Very cool. I'm probably going to wrap up this year at VC and transfer to OC to get my Fire Tech degree.


----------



## Newsboy

OC is cool.  I still attend my last 2 classes at VC while taking my EMT and fire courses.  Fire tech is a lot of fun.  As long as your stay on top of the work.  What helped me the most was getting a few ride alongs before starting the fire courses.  Rode with 50s, 23s, 82s, E1, and 54s next week.


----------



## TreySpooner65

Newsboy said:


> OC is cool.  I still attend my last 2 classes at VC while taking my EMT and fire courses.  Fire tech is a lot of fun.  As long as your stay on top of the work.  What helped me the most was getting a few ride alongs before starting the fire courses.  Rode with 50s, 23s, 82s, E1, and 54s next week.

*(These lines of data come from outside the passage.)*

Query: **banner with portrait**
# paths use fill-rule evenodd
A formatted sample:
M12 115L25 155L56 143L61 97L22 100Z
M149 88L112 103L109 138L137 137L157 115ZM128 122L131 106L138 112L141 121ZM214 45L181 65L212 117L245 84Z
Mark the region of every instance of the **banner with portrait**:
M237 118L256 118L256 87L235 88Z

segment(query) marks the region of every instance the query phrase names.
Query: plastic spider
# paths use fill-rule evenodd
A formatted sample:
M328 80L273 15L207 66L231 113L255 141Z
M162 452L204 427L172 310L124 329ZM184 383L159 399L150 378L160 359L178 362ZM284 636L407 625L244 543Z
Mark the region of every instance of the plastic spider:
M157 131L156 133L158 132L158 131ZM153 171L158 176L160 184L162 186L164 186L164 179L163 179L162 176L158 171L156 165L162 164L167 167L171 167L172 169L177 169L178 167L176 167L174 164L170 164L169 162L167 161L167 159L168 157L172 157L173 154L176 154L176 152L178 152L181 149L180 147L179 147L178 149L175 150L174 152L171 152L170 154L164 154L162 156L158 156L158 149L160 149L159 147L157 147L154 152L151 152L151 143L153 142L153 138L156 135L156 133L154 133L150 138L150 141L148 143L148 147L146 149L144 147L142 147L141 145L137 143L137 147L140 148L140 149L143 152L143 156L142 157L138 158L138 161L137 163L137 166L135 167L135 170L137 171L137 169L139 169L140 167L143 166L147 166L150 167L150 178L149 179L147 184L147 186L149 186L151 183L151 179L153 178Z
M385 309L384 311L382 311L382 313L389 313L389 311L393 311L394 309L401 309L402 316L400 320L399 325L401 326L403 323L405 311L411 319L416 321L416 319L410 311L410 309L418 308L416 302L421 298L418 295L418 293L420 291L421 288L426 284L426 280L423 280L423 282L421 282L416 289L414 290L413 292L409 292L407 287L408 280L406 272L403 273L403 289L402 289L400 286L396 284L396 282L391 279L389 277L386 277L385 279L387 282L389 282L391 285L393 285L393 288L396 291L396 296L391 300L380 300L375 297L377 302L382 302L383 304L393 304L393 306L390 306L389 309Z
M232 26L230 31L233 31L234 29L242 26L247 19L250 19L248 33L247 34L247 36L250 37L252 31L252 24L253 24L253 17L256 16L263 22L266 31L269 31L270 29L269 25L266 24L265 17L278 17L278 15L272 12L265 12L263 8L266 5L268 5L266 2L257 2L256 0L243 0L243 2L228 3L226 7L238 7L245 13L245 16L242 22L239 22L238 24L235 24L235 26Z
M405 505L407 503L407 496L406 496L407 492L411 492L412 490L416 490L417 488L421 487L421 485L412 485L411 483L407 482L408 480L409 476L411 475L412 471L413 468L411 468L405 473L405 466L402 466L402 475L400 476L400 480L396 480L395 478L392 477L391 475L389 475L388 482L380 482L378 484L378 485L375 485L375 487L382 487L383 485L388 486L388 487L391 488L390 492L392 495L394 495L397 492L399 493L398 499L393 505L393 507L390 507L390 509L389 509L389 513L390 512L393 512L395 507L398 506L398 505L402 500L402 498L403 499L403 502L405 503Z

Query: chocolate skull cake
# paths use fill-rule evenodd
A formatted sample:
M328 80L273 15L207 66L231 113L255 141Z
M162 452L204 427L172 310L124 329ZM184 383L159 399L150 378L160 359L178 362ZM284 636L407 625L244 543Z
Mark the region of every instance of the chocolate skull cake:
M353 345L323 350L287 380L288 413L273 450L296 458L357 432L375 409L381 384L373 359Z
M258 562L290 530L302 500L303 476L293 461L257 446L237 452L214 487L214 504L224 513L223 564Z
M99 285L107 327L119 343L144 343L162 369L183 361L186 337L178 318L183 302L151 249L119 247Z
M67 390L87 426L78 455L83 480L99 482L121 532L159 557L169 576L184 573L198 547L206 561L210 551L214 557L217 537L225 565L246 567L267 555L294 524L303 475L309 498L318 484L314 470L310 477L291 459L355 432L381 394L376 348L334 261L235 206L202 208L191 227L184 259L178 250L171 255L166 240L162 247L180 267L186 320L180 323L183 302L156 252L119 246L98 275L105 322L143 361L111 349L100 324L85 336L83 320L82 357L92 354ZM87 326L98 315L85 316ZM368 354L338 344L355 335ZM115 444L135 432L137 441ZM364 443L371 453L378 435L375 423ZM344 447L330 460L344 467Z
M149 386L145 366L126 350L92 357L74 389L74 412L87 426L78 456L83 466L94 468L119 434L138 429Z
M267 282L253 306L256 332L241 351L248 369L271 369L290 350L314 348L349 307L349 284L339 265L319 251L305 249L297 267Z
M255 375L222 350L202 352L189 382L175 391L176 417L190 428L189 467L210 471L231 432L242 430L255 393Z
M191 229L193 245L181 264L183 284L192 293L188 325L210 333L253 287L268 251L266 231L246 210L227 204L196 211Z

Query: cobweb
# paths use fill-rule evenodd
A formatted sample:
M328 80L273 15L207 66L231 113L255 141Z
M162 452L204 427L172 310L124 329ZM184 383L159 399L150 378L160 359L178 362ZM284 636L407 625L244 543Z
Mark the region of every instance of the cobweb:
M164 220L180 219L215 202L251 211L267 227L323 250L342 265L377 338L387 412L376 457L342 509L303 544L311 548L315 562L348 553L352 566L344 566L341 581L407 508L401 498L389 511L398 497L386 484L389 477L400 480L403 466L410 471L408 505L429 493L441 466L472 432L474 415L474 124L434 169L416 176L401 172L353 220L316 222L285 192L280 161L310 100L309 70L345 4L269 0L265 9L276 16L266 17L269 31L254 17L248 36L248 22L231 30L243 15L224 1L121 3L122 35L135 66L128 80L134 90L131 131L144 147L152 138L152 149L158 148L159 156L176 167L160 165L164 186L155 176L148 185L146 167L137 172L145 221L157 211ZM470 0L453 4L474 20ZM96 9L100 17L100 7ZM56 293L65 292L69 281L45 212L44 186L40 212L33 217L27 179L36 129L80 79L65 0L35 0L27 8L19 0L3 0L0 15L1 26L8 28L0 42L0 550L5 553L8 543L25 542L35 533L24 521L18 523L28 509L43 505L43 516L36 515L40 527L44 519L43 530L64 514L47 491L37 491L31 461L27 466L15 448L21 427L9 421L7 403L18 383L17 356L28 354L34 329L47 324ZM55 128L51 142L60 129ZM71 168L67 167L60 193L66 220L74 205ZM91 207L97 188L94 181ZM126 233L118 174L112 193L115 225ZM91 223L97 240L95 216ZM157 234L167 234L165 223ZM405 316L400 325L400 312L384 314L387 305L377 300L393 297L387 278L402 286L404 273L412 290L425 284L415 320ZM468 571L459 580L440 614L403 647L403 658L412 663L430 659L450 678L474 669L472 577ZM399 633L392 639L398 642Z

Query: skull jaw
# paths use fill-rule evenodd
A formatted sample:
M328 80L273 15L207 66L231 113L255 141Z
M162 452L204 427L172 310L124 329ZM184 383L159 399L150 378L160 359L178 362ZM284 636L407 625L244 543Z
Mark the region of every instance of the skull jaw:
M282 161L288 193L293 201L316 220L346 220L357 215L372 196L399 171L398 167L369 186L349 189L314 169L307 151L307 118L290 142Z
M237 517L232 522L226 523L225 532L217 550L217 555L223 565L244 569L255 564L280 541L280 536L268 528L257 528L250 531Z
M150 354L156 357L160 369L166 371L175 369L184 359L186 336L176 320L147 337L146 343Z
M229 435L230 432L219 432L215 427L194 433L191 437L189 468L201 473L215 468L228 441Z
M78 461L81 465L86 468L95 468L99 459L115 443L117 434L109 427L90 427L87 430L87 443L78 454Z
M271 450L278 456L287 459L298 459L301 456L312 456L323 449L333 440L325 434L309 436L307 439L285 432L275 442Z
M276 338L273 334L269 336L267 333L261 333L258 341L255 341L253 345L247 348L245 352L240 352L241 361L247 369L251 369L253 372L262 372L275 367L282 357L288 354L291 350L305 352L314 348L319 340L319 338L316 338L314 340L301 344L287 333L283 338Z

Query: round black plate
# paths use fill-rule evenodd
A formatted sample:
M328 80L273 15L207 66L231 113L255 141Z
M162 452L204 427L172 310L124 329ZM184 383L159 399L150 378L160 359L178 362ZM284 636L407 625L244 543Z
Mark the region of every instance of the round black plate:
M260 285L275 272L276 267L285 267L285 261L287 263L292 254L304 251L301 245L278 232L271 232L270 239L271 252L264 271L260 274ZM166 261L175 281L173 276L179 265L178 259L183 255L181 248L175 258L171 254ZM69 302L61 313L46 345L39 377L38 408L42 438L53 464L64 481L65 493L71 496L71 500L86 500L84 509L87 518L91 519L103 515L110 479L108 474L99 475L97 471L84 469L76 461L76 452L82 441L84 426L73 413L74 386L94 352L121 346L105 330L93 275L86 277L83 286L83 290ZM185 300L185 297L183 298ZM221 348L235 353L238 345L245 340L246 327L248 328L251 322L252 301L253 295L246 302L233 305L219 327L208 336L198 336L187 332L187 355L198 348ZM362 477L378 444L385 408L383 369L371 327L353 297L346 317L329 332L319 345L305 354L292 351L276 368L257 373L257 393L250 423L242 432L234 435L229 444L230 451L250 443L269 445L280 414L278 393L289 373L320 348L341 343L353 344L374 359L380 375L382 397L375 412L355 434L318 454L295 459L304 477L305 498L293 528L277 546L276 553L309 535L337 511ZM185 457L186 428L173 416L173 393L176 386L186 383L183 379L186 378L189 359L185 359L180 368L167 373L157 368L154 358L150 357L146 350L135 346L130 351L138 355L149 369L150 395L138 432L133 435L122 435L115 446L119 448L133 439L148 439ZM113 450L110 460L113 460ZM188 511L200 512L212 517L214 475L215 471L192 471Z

Oh sweet, Yeah I wanna do a ride along too. I'm torn between VC's Paramedic Degree or OCs Fire Tech degree. I'll probably do the Fire tech.


----------



## Newsboy

TreySpooner65 said:


> Oh sweet, Yeah I wanna do a ride along too. I'm torn between VC's Paramedic Degree or OCs Fire Tech degree. I'll probably do the Fire tech.



From what they say the Medic Lic will get you in a department faster.  Plus its not near as much money to do it at VC.  I want to get my FF1 and Medic.  If your going to do a ride along shoot for 54 or 1 for the city.  They seam to get more calls.


----------



## TreySpooner65

Newsboy said:


> From what they say the Medic Lic will get you in a department faster.  Plus its not near as much money to do it at VC.  I want to get my FF1 and Medic.  If your going to do a ride along shoot for 54 or 1 for the city.  They seam to get more calls.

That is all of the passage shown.